For a demo of the working app, click here.
For my next project, I wanted to improve upon the parking app I created several weeks ago. The previous app is called SpotFinder, which displays a map of vacant and occupied parking spots using data provided by VIMOC through their API. I liked that service for its ability to direct drivers to find open parking spots on-demand. However, I wished that it could address the underlying need of finding parking, which I could relate to. For example, I often catch myself leaving the house only to be dismayed entering a crowded parking lot, spending up to 10-15 minutes finding parking. If I had known when I left the house that the parking lot would be busy, I would have planned my schedule differently to better allocate my time.
A solution to this parking problem is a web application I designed and built called Dash. Dash is a service that aids as a planner for finding parking around your schedule. Using a simple, one-page interface, Dash forecasts the availability of parking in the area closest to your destination. Simply fill the form on the left, in which you state your trip details, such as your starting location, destination and departure time. To the right is a map of blue markers which indicate the parking zones being kept track of. After you submit the details, the map to the right will update and display the route from your starting location to the nearest parking area of your destination. A red and green pin appears, indicating the user’s starting location and destination.
Like SpotFinder, Dash uses the MEAN stack, which stands for MongoDB, Express.js, Angular.js and Node.js, which collectively, run the back-end and front-end of the service. Angular is a front-end framework, which serves as a broker between the a user and the back-end service.
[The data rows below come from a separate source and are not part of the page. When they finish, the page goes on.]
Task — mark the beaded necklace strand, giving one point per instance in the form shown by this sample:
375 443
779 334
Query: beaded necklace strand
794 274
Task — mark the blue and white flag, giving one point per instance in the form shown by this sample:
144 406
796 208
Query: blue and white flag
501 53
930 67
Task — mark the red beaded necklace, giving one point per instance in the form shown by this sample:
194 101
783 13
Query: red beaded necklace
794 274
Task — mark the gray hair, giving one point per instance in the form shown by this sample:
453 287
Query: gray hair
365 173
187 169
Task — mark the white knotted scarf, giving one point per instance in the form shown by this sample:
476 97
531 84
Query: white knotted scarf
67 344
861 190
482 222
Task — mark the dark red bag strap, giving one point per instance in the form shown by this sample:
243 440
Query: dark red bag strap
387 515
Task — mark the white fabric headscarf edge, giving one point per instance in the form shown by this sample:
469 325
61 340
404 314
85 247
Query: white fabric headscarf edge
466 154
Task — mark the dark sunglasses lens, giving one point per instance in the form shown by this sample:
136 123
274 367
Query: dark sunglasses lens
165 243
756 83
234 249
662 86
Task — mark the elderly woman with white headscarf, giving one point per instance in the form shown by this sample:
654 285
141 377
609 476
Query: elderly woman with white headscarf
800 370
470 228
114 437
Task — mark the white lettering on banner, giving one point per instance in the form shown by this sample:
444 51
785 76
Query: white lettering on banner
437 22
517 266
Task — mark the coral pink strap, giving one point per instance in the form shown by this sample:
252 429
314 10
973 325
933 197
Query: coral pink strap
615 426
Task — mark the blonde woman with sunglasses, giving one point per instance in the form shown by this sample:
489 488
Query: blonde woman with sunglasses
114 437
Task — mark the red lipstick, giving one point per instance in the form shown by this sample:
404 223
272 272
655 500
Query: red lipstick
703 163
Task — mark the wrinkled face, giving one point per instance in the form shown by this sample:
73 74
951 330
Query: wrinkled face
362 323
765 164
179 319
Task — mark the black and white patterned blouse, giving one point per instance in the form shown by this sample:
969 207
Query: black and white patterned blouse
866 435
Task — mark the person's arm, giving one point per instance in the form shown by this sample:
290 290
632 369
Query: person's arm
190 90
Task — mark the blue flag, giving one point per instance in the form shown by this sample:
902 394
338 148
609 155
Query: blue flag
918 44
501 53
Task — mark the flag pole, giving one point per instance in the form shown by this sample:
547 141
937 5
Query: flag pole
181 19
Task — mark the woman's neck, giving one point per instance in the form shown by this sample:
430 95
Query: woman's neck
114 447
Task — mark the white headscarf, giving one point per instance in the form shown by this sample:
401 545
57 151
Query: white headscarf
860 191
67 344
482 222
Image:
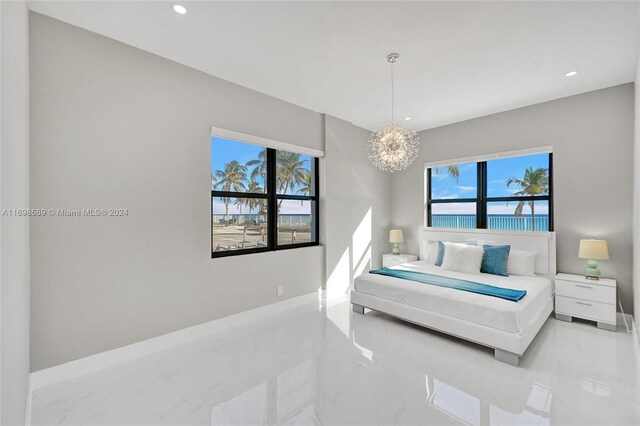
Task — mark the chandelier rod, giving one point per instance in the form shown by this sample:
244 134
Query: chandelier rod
393 94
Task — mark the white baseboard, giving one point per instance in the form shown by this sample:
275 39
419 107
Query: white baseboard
72 369
626 320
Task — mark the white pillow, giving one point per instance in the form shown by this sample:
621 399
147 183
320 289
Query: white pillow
462 258
429 251
432 251
521 262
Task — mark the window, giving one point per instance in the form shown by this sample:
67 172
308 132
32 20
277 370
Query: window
513 193
262 199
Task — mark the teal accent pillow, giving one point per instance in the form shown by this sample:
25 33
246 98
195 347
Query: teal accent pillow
494 260
440 255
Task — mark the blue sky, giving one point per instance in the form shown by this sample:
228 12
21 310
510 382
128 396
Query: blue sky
444 186
226 150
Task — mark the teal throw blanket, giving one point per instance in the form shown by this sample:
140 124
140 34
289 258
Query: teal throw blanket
458 284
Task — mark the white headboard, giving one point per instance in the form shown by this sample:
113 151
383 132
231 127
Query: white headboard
542 242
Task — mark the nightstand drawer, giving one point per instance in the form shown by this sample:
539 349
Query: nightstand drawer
595 311
592 292
390 261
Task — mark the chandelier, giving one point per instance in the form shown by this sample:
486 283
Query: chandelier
394 147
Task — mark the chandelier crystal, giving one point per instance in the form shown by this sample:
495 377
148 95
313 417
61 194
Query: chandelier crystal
394 147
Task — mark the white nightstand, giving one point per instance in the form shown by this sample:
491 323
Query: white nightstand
594 300
389 260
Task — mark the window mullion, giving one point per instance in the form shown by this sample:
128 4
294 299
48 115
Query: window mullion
481 209
272 204
429 197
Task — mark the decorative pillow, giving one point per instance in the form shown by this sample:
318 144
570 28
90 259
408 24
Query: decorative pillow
521 262
462 258
495 260
432 251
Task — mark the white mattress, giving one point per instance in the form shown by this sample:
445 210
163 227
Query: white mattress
505 315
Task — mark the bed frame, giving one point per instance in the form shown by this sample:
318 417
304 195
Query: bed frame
509 347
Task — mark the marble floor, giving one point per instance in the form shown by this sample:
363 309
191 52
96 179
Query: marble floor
319 364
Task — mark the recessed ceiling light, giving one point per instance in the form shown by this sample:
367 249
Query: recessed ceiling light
178 8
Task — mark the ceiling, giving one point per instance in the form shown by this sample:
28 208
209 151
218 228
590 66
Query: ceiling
458 60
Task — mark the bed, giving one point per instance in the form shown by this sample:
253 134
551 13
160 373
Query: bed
507 327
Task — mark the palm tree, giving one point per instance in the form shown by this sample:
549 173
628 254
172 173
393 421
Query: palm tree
232 178
290 171
259 165
252 203
307 186
534 182
452 170
239 203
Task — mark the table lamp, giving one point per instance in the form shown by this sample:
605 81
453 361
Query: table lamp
395 237
593 250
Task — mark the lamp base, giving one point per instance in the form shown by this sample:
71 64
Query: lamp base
592 272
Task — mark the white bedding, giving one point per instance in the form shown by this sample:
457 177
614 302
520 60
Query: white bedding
505 315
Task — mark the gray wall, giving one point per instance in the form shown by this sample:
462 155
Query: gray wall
114 126
14 194
358 211
592 139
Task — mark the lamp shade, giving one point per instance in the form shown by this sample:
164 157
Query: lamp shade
593 249
395 236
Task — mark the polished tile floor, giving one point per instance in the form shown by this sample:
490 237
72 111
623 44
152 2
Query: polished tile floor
319 364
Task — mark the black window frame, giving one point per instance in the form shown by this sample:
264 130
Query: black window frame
482 200
272 198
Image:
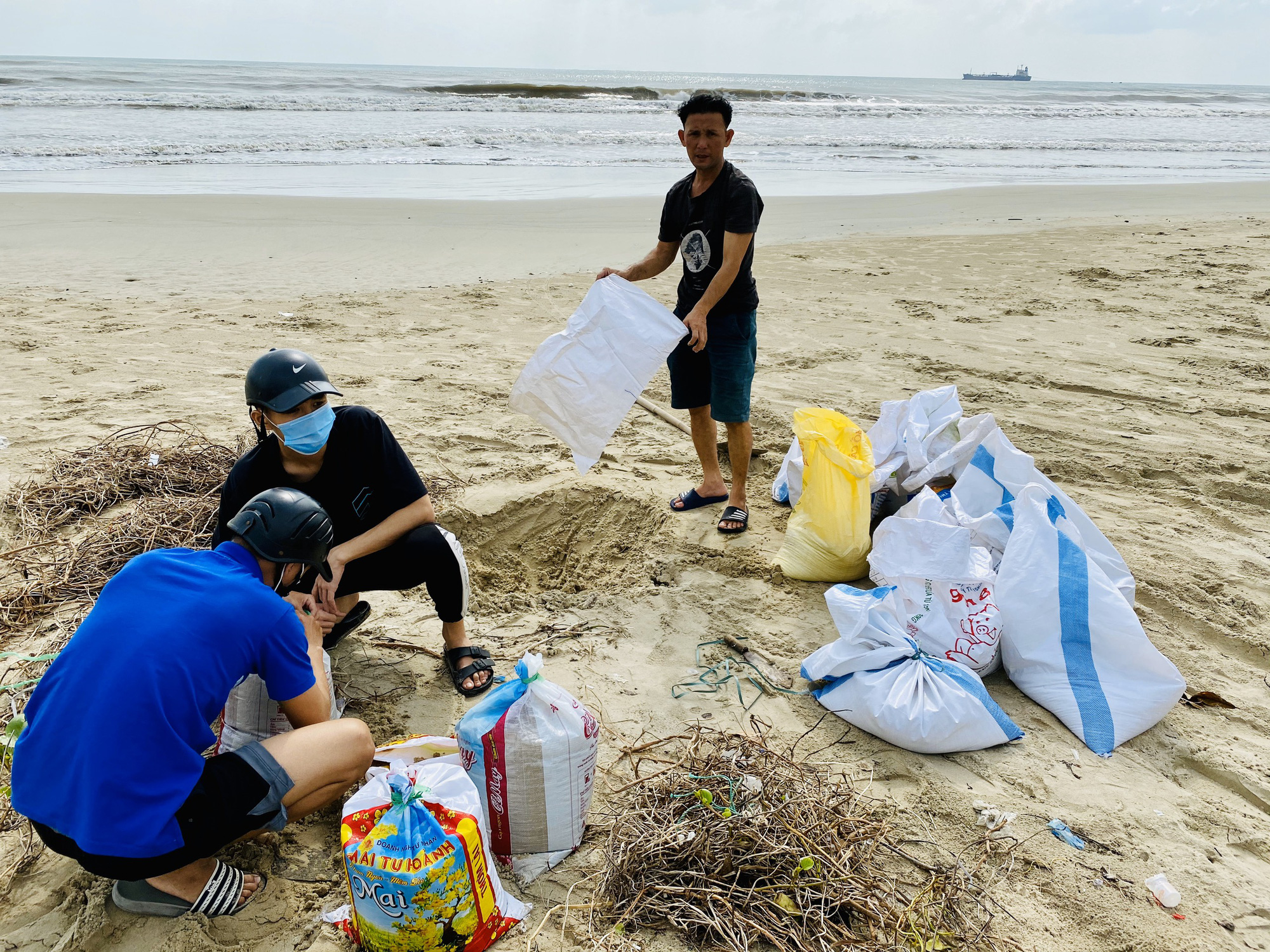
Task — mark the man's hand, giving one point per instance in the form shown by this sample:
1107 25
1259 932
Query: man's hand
697 326
324 592
308 605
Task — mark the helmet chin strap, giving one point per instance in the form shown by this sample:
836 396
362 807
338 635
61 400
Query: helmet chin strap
283 572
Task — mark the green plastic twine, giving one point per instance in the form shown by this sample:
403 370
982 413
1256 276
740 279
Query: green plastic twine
716 678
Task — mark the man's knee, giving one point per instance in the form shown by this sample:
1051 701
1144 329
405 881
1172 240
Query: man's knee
355 741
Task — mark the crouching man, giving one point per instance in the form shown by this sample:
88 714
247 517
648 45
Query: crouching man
110 769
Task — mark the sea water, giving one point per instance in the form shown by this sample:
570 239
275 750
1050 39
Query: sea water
150 126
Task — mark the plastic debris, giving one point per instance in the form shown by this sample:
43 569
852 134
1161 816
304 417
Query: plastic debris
995 821
1207 699
1163 890
1065 833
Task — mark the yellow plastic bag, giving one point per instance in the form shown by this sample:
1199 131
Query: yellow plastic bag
827 539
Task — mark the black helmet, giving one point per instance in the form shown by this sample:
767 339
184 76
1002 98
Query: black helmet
286 526
283 380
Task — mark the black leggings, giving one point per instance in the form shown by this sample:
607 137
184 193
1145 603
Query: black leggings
429 555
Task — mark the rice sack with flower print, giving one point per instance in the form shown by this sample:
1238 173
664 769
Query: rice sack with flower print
420 874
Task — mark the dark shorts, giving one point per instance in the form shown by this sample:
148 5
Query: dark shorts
237 795
721 374
427 555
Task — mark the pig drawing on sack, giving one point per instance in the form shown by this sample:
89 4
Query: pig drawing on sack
980 628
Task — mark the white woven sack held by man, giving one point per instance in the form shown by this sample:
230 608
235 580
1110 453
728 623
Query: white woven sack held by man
530 748
882 682
252 715
584 381
1073 643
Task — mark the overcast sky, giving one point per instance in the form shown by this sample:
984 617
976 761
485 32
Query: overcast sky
1186 41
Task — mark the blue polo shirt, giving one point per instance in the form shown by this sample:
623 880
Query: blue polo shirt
117 727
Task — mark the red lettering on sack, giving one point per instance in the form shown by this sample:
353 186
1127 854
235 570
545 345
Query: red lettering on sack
496 790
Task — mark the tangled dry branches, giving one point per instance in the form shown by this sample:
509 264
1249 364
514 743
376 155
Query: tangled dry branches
737 846
171 459
171 468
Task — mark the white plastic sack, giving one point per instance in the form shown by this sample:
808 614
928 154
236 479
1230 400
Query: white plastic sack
944 586
531 751
584 381
883 684
788 486
990 480
252 715
1073 643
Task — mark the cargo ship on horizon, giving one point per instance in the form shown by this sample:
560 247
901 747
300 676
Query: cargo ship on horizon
1019 76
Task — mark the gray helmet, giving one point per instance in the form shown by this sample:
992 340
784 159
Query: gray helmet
283 380
286 526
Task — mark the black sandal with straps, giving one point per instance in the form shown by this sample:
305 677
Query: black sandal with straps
481 662
733 513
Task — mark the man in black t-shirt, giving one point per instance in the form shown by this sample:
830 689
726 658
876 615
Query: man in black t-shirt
711 219
387 534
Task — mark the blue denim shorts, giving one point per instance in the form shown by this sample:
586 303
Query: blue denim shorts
721 374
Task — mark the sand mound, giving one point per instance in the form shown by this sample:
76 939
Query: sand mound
566 540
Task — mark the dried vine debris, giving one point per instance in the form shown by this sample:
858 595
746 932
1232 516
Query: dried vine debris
72 572
171 459
739 846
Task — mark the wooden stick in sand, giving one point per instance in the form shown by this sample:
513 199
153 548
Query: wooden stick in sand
664 414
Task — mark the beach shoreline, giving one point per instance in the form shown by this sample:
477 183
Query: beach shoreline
208 244
1128 357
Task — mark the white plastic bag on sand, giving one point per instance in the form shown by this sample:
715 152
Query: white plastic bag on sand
417 857
987 484
584 381
252 715
788 486
1073 642
944 586
416 748
883 684
923 439
531 751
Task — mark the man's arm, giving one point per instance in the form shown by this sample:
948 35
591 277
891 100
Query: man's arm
733 255
314 705
399 524
648 267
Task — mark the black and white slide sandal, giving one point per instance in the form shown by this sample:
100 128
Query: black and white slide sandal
219 897
733 513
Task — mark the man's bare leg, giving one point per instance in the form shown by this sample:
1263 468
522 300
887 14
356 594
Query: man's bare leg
705 440
323 762
741 444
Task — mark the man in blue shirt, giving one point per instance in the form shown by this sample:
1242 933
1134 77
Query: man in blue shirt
110 769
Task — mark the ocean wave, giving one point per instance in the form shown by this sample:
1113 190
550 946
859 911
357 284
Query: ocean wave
530 144
534 91
629 102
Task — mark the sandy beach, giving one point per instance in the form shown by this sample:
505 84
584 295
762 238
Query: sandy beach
1118 333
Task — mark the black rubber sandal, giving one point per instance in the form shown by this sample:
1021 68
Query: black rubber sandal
219 897
733 513
358 615
481 662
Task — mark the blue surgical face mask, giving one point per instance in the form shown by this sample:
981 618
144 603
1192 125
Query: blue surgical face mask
309 435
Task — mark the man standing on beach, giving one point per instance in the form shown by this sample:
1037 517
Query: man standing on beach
711 219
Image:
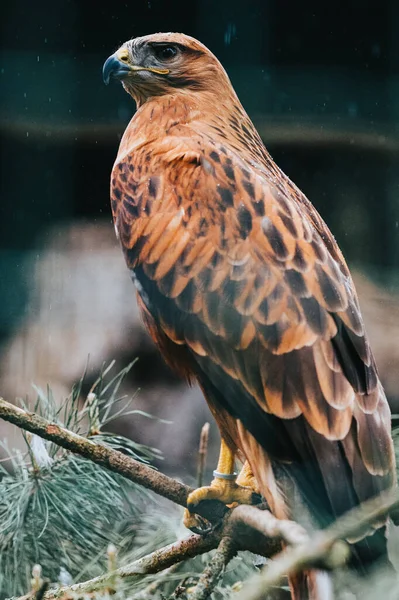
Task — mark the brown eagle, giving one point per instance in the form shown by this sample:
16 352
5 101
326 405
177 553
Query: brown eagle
244 290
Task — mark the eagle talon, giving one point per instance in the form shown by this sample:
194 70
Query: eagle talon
196 523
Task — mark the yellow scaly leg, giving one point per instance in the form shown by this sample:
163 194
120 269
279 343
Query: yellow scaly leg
225 486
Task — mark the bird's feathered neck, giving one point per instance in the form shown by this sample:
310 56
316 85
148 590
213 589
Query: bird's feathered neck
206 113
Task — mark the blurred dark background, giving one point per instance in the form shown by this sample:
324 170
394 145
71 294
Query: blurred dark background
320 80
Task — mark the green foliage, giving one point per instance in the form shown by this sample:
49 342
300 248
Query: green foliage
58 509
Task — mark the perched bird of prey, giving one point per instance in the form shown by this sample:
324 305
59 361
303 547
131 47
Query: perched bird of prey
244 290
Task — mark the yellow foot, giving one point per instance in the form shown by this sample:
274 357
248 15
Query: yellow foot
224 488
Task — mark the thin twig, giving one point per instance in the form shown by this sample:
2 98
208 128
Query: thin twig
324 546
202 452
149 591
215 569
263 521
The back-end service is powered by Node and Express, which handles the requests and retrieves data from a MongoDB database of the parking zones and their corresponding occupancy rates.
Since the app uses the MEAN stack, I decided to host my app on Modulus, a web application hosting platform, which enables simple integration between the hosted application and MongoDB database. It also takes care of scaling for an app, so it is a great way to host from start to finish. It is also provides clean dashboards to manage my app’s projects.
But unlike SpotFinder, the project uses Amazon EC2 and S3 to ingest real-time parking and to store them for analysis using Apache Spark, a distributed and fast computing engine. An external EC2 server ingests data from VIMOC’s parking API as well as a real-time weather API and inserts the combined information as a JSON object into the S3 data store. Though the dataset is only 573 MB large, I decided to use Spark for exploration although other analysis tools, such as Pandas, which is a sufficient data analysis tool kit for a dataset this size. I fired up a cluster on my local machine with iPython notebook. The cluster manages tasks to distribute to the datasets, which are partitioned into smaller sets of data on nodes, where the data sets are independently computed. I was able to do this using a handy script I found, which sets up a Spark kernel in iPython notebook. This combination of tools (iPython and Spark) is tremendously beneficial in rapid iteration since iPython is an interactive computational environment (REPL) and Spark is a fast computing engine. In my notebook, Spark was used as a data mining tool to gather a sense of the data collected and to produce a plot of the occupancy rates using matplotlib plotting library in Downtown Palo Alto along Ramona St.
After mining the data for information, I chose a bare-bones model of taking the averages of occupancy rates by hour to forecast future parking occupancy rates The results of the analysis are then stored into the MongoDB database as a key-value store for fast readability from the back-end.
In a more granular description of the application, several components are borrowed from Angular and 3rd party packages in Angular, such as the search boxes that autocomplete text input, is provided through Google’s API and the map, time and date controls which come from a 3rd party package written in Angular. Thanks to these open-sourced libraries, I was able to save time developing while using dashing widgets. Neat! Upon form submission, the form data is passed through an AJAX request from Angular front-end to the Node/Express.js back-end.
The back-end determines the nearest parking zone to the location, and a query to the MongoDB database is sent for the corresponding occupancy rates based on the user’s hour of departure and parking zone. The result is sent back to Node and transformed into a suggestion using thresholding based on its occupancy rate. For instance, if a zone reports a 80% or more, then the app suggests to leave soon assuming that it will take quite some time to find parking.
There are some things I would like to improve upon, for instance, the predictive model and automation of the app. With the current version, I had purposefully designed it to be simple due to time constraints. In future iterations, I plan on incorporating a more developed machine learning model, training on features such as the day of the week, time of day and location. In addition, I would also like to integrate Spark into the back-end, where Spark can read from an updated dataset of parking data in real-time and forecast occupancy rates.